Now imagine a second identical-looking box. This time you pull on a cable and see that as it emerges a few more cables are pulled inside. Obviously, inside the box, these cables are somehow tangled with each other.

The second box is an analogy for a quantum computer, and understanding the meaning of a quantum program requires understanding the entanglement present in its data. But detecting entanglement is not straightforward. You can’t see into the wooden box, so the best you can do is try to pull the cables out and carefully determine which ones are tangled. In the same way, quantum programmers today must reason about entanglement by hand. This is where Twist’s design helps massage some of those intertwined parts.

Scientists designed Twist to be expressive enough to write programs for well-known quantum algorithms and identify bugs in their implementations. To evaluate Twist’s design, they modified programs to introduce some sort of bug that would be relatively subtle for a human programmer to detect, and showed that Twist could automatically identify bugs and reject programs.

They also measured the practical performance of the programs in terms of execution time, which had less than 4% overhead compared to existing quantum programming techniques.

For those wary of quantum’s “shabby” reputation for its potential to crack encryption systems, Yuan says it’s still unclear how well quantum computers will actually be able to deliver on their performance promises. In practice. “There’s a lot of research going on in post-quantum cryptography, which exists because even quantum computing isn’t all-powerful. So far, there is a very specific set of applications where people have developed algorithms and techniques where a quantum computer can outperform classical computers.

An important next step is to use Twist to create higher-level quantum programming languages. Today, most quantum programming languages ​​still resemble assembly language, stringing together low-level operations, with no attention to data types and functions, and is typical of classical software engineering.

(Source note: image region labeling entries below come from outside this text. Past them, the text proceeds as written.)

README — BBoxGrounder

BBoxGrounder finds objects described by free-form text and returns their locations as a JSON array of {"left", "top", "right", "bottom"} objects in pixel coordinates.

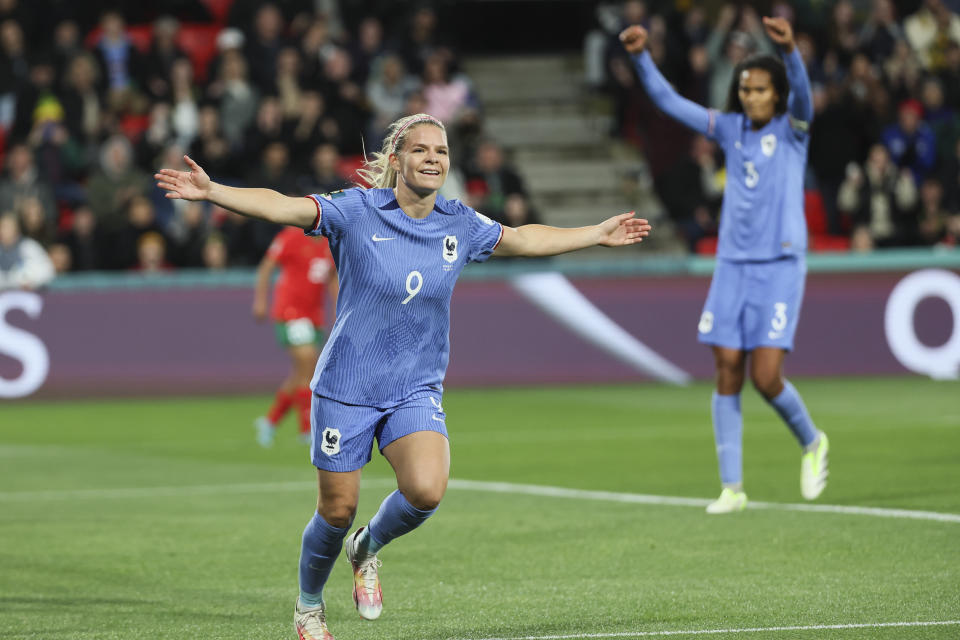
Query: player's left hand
[
  {"left": 597, "top": 211, "right": 652, "bottom": 247},
  {"left": 763, "top": 18, "right": 793, "bottom": 53}
]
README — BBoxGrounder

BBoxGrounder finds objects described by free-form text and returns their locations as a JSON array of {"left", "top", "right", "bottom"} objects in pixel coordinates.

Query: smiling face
[
  {"left": 390, "top": 122, "right": 450, "bottom": 196},
  {"left": 738, "top": 68, "right": 780, "bottom": 127}
]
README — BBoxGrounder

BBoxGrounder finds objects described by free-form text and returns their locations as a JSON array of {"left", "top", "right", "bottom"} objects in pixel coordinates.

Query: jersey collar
[{"left": 370, "top": 189, "right": 456, "bottom": 216}]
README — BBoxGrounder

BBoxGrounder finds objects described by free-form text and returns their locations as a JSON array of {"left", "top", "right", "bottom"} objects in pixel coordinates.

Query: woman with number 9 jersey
[
  {"left": 620, "top": 18, "right": 828, "bottom": 514},
  {"left": 156, "top": 114, "right": 650, "bottom": 640}
]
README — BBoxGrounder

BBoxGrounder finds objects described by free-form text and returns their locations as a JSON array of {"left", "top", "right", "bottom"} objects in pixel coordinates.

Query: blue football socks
[
  {"left": 768, "top": 380, "right": 819, "bottom": 447},
  {"left": 366, "top": 490, "right": 436, "bottom": 554},
  {"left": 300, "top": 512, "right": 348, "bottom": 607},
  {"left": 710, "top": 391, "right": 743, "bottom": 491}
]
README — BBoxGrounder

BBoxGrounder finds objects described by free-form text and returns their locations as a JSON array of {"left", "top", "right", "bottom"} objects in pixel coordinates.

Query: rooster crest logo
[
  {"left": 443, "top": 236, "right": 457, "bottom": 262},
  {"left": 320, "top": 427, "right": 340, "bottom": 456}
]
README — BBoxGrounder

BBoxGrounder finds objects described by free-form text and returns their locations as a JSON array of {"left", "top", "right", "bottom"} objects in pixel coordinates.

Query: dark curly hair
[{"left": 726, "top": 54, "right": 790, "bottom": 115}]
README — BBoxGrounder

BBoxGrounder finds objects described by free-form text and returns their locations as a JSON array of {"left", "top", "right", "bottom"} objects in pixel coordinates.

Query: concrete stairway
[{"left": 464, "top": 55, "right": 676, "bottom": 257}]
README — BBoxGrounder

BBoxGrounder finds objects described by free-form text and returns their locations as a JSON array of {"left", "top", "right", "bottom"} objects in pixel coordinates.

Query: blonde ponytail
[{"left": 357, "top": 113, "right": 447, "bottom": 189}]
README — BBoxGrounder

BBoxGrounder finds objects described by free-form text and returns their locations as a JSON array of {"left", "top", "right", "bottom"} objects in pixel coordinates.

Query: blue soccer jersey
[
  {"left": 634, "top": 49, "right": 813, "bottom": 261},
  {"left": 307, "top": 188, "right": 503, "bottom": 408}
]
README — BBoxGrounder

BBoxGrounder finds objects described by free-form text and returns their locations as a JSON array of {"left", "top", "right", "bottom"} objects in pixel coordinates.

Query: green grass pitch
[{"left": 0, "top": 378, "right": 960, "bottom": 640}]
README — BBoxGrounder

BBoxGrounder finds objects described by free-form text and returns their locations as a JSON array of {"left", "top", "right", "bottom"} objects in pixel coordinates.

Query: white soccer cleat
[
  {"left": 293, "top": 598, "right": 334, "bottom": 640},
  {"left": 800, "top": 431, "right": 830, "bottom": 500},
  {"left": 707, "top": 489, "right": 747, "bottom": 514},
  {"left": 253, "top": 416, "right": 276, "bottom": 448},
  {"left": 344, "top": 527, "right": 383, "bottom": 620}
]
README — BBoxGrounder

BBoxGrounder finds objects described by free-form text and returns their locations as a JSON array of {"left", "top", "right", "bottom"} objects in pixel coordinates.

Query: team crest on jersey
[
  {"left": 443, "top": 236, "right": 457, "bottom": 263},
  {"left": 760, "top": 133, "right": 777, "bottom": 158},
  {"left": 474, "top": 211, "right": 493, "bottom": 224},
  {"left": 320, "top": 427, "right": 340, "bottom": 456}
]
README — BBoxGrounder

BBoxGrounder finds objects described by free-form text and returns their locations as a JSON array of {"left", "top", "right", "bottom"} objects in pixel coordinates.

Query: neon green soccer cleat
[
  {"left": 707, "top": 489, "right": 747, "bottom": 515},
  {"left": 800, "top": 431, "right": 830, "bottom": 500}
]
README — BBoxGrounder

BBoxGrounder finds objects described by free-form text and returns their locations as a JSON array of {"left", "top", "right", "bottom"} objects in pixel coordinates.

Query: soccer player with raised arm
[
  {"left": 155, "top": 114, "right": 650, "bottom": 640},
  {"left": 620, "top": 18, "right": 829, "bottom": 513},
  {"left": 253, "top": 227, "right": 337, "bottom": 447}
]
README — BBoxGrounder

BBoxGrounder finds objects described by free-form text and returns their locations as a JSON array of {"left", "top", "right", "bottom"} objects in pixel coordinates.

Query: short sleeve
[
  {"left": 304, "top": 187, "right": 367, "bottom": 238},
  {"left": 464, "top": 207, "right": 503, "bottom": 262},
  {"left": 707, "top": 109, "right": 742, "bottom": 147}
]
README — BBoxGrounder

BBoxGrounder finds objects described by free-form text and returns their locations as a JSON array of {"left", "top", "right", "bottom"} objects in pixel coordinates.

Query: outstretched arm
[
  {"left": 153, "top": 156, "right": 317, "bottom": 229},
  {"left": 493, "top": 211, "right": 650, "bottom": 258},
  {"left": 620, "top": 25, "right": 711, "bottom": 135},
  {"left": 763, "top": 18, "right": 813, "bottom": 124}
]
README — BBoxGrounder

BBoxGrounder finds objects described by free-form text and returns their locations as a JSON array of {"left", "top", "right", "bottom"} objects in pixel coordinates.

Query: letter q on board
[{"left": 884, "top": 269, "right": 960, "bottom": 380}]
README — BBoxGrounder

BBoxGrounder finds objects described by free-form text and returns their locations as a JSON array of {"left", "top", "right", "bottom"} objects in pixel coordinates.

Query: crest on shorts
[
  {"left": 760, "top": 133, "right": 777, "bottom": 158},
  {"left": 443, "top": 236, "right": 457, "bottom": 262},
  {"left": 320, "top": 427, "right": 340, "bottom": 456}
]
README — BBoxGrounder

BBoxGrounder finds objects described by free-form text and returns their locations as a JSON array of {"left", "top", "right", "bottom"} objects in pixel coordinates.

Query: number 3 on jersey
[
  {"left": 400, "top": 271, "right": 423, "bottom": 304},
  {"left": 743, "top": 160, "right": 760, "bottom": 189}
]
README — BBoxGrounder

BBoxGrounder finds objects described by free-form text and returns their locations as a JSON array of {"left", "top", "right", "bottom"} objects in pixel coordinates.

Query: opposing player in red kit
[{"left": 253, "top": 227, "right": 339, "bottom": 447}]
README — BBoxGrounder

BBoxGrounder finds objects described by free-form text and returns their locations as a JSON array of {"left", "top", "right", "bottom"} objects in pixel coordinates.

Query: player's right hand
[
  {"left": 620, "top": 24, "right": 647, "bottom": 55},
  {"left": 153, "top": 156, "right": 210, "bottom": 200}
]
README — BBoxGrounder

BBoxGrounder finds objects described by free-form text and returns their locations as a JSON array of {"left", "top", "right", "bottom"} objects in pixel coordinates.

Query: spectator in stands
[
  {"left": 133, "top": 231, "right": 173, "bottom": 274},
  {"left": 837, "top": 144, "right": 917, "bottom": 251},
  {"left": 189, "top": 103, "right": 237, "bottom": 180},
  {"left": 57, "top": 205, "right": 106, "bottom": 271},
  {"left": 903, "top": 0, "right": 960, "bottom": 71},
  {"left": 143, "top": 16, "right": 187, "bottom": 100},
  {"left": 243, "top": 3, "right": 286, "bottom": 93},
  {"left": 915, "top": 178, "right": 953, "bottom": 247},
  {"left": 94, "top": 10, "right": 143, "bottom": 92},
  {"left": 707, "top": 4, "right": 774, "bottom": 109},
  {"left": 295, "top": 143, "right": 353, "bottom": 193},
  {"left": 87, "top": 135, "right": 152, "bottom": 231},
  {"left": 656, "top": 135, "right": 724, "bottom": 252},
  {"left": 210, "top": 49, "right": 258, "bottom": 147},
  {"left": 60, "top": 53, "right": 104, "bottom": 145},
  {"left": 0, "top": 143, "right": 57, "bottom": 226},
  {"left": 368, "top": 53, "right": 420, "bottom": 144},
  {"left": 880, "top": 99, "right": 937, "bottom": 185},
  {"left": 0, "top": 212, "right": 55, "bottom": 291},
  {"left": 170, "top": 58, "right": 200, "bottom": 148}
]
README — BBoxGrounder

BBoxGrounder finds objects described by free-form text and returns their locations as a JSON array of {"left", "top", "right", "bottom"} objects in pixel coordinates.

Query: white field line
[
  {"left": 0, "top": 478, "right": 960, "bottom": 523},
  {"left": 456, "top": 620, "right": 960, "bottom": 640}
]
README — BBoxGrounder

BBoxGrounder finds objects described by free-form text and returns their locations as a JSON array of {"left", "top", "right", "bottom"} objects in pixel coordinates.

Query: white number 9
[{"left": 400, "top": 271, "right": 423, "bottom": 304}]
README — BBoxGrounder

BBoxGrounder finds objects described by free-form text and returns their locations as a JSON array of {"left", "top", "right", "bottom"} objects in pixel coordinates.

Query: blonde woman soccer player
[
  {"left": 156, "top": 114, "right": 650, "bottom": 640},
  {"left": 620, "top": 18, "right": 828, "bottom": 514}
]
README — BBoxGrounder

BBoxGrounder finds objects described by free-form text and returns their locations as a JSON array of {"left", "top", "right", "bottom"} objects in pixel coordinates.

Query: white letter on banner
[
  {"left": 0, "top": 291, "right": 50, "bottom": 398},
  {"left": 884, "top": 269, "right": 960, "bottom": 380}
]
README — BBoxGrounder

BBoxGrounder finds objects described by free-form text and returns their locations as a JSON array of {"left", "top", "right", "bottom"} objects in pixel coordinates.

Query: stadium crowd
[
  {"left": 0, "top": 0, "right": 960, "bottom": 286},
  {"left": 586, "top": 0, "right": 960, "bottom": 251}
]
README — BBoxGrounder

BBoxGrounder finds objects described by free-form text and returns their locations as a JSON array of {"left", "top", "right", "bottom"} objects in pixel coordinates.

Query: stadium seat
[
  {"left": 697, "top": 236, "right": 717, "bottom": 256},
  {"left": 803, "top": 189, "right": 829, "bottom": 234}
]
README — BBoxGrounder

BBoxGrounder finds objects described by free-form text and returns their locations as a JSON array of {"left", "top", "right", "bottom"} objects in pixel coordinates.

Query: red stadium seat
[
  {"left": 803, "top": 189, "right": 828, "bottom": 234},
  {"left": 177, "top": 23, "right": 220, "bottom": 82},
  {"left": 202, "top": 0, "right": 233, "bottom": 25},
  {"left": 697, "top": 236, "right": 717, "bottom": 256},
  {"left": 809, "top": 233, "right": 850, "bottom": 251}
]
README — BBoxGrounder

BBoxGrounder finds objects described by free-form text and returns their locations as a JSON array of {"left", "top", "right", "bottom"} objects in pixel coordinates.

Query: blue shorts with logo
[
  {"left": 310, "top": 391, "right": 448, "bottom": 471},
  {"left": 697, "top": 257, "right": 807, "bottom": 351}
]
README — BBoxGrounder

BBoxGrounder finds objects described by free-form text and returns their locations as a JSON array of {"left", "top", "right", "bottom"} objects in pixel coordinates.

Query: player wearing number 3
[
  {"left": 155, "top": 114, "right": 650, "bottom": 640},
  {"left": 620, "top": 18, "right": 828, "bottom": 513}
]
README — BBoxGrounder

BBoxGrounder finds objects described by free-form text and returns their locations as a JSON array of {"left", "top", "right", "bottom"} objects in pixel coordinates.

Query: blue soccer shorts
[
  {"left": 697, "top": 257, "right": 807, "bottom": 351},
  {"left": 310, "top": 391, "right": 448, "bottom": 471}
]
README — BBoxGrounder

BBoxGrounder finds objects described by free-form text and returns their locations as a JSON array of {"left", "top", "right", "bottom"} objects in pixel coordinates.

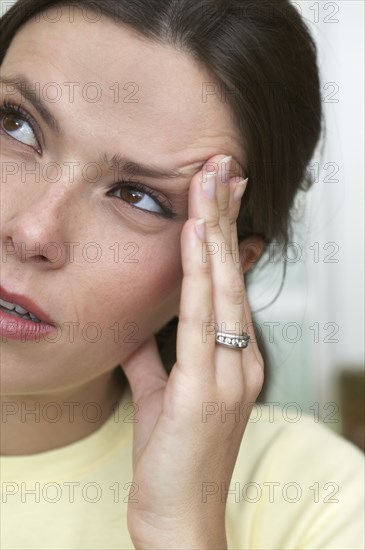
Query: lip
[{"left": 0, "top": 286, "right": 56, "bottom": 327}]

“Quantum computers are error-prone and difficult to program. By introducing and reasoning about the “purity” of program code, Twist takes a big step forward in facilitating quantum programming by ensuring that quantum bits in a piece of pure code cannot be modified by bits that are not not in this code,” says Fred Chong, the Seymour Goodman Professor of Computer Science at the University of Chicago and chief scientist at Super.tech.

The work was supported, in part, by the MIT-IBM Watson AI Lab, the National Science Foundation, and the Office of Naval Research.